Other markers of acidosis such as base deficit and bicarbonate levels have been considered as important outcome markers in conventionally resuscitated patients. [16] The standard base excess (SBE) can reflect a great amount of disturbances secondary to sepsis and resuscitation; [37] and low values at admission are associated with higher mortality in the ICU. [16],[17] However, serum lactate levels and base deficit do not appear to be always linked. Abnormalities in the acid base environment have been postulated as causes for this uncoupling. Lee et al., [15] and Moller et al., [6] however, ascertain metabolic acidosis as an independent predictor of mortality. Lee et al., [15] further maintain that serum lactate levels are closely related to metabolic acidosis in septic patients; lactic acidosis and not hyperlactatemia has been found to predict mortality in severe sepsis and septic shock patients. We, however did not find either the pH (P=0.856) or SBE (0.287) to be a predictor of mortality.

Several scoring indices have been compiled to predict the prognosis of patients with sepsis. The Boey score encompasses only three factors - major medical illness, preoperative shock, and longstanding perforation ≥ 24 hours. The mortality rate increases progressively with an increasing number of risk factors: 0, 10, 45.5, and 100% in patients with none, one, two, and all three risk factors, respectively. [5] The MOF score considers the various organ systems and is tedious to apply. The MPI has eight parameters and a score ranging from 0 to 57. Accuracy of the MPI is comparable or slightly superior to that of other sepsis classification systems. [38],[39] Patients with a score < 21 have a reportedly low mortality (0 - 2.3%) as compared to those with a score > 29 (100%). Notash et al., [18] have reported a sensitivity of 79% and a specificity of 96% for an MPI of 29, as compared to a sensitivity of 60% and a specificity of 95.65% for an MPI of 30, in our study. Even though MPI has been shown to be an appropriate objective prognostic factor in patients with peritonitis [5],[19],[20],[22] it fails to take into account the delay in presentation to the hospital. Moreover, it takes the intraoperative findings into consideration. Our study aims to primarily look at the preoperative factors affecting mortality. This becomes advantageous for the anesthesiologist in deciding the intraoperative management and optimum postoperative management. Moreover, the factors included in our study are the basic laboratory investigations that are usually done before taking up the patient for surgery.

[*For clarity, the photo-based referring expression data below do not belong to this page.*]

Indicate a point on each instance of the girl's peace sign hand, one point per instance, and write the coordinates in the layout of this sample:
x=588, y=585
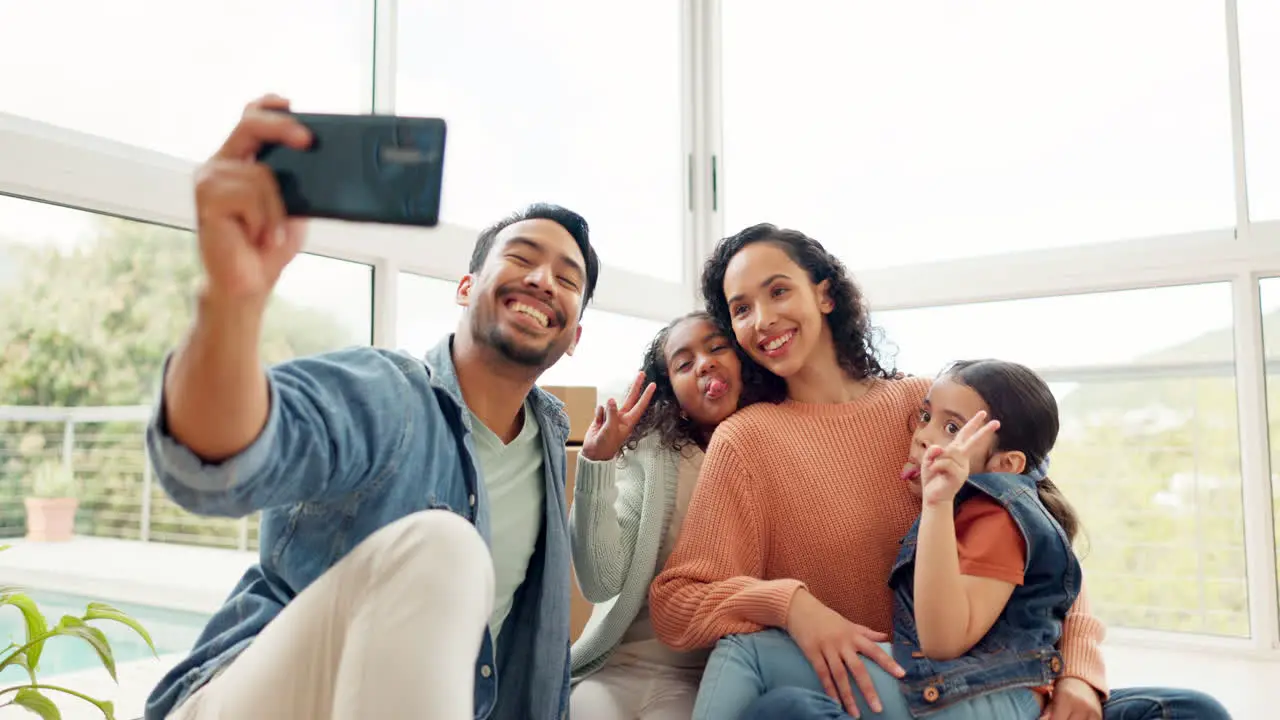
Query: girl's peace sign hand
x=945, y=469
x=613, y=424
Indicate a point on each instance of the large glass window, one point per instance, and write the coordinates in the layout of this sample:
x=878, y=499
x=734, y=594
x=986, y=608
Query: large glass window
x=1148, y=449
x=173, y=76
x=91, y=306
x=1270, y=291
x=900, y=133
x=1260, y=72
x=567, y=101
x=608, y=356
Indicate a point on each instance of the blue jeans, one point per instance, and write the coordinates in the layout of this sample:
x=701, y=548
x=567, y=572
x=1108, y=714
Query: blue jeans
x=744, y=669
x=1129, y=703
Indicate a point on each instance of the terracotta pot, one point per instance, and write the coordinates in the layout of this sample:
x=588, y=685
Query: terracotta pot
x=51, y=519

In-hospital mortality rate due to perforation peritonitis has been reported to range widely from 9 [10] to 60%. [19] Although advances in intensive care and aggressive surgical techniques have been made, recent studies suggest an operative mortality rate ranging from 10 - 30%. [3],[6],[18],[32] The mortality rate of 17.8% in our study can be explained on the basis of delayed presentation (39.29% presented after three days of symptoms), elderly population, and delay in initiating surgical treatment (80% of those who died were operated upon > 24 hours after admission).

In conclusion, there are various indices mentioned in literature to predict morbidity and mortality due to sepsis. However, only a few are specific for perforation peritonitis, but none of them take into account the preoperative factors and laboratory investigations. We conclude that the age of the patient, the duration of symptoms, delay in surgical intervention, preoperative blood sugar, blood urea, and serum creatinine levels are independent predictors of mortality in patients with perforation peritonitis. Recognizing such patients early may help anesthesiologists in risk stratification and in providing an early goal-directed therapy and optimal perioperative care; thus reducing the morbidity and mortality rates.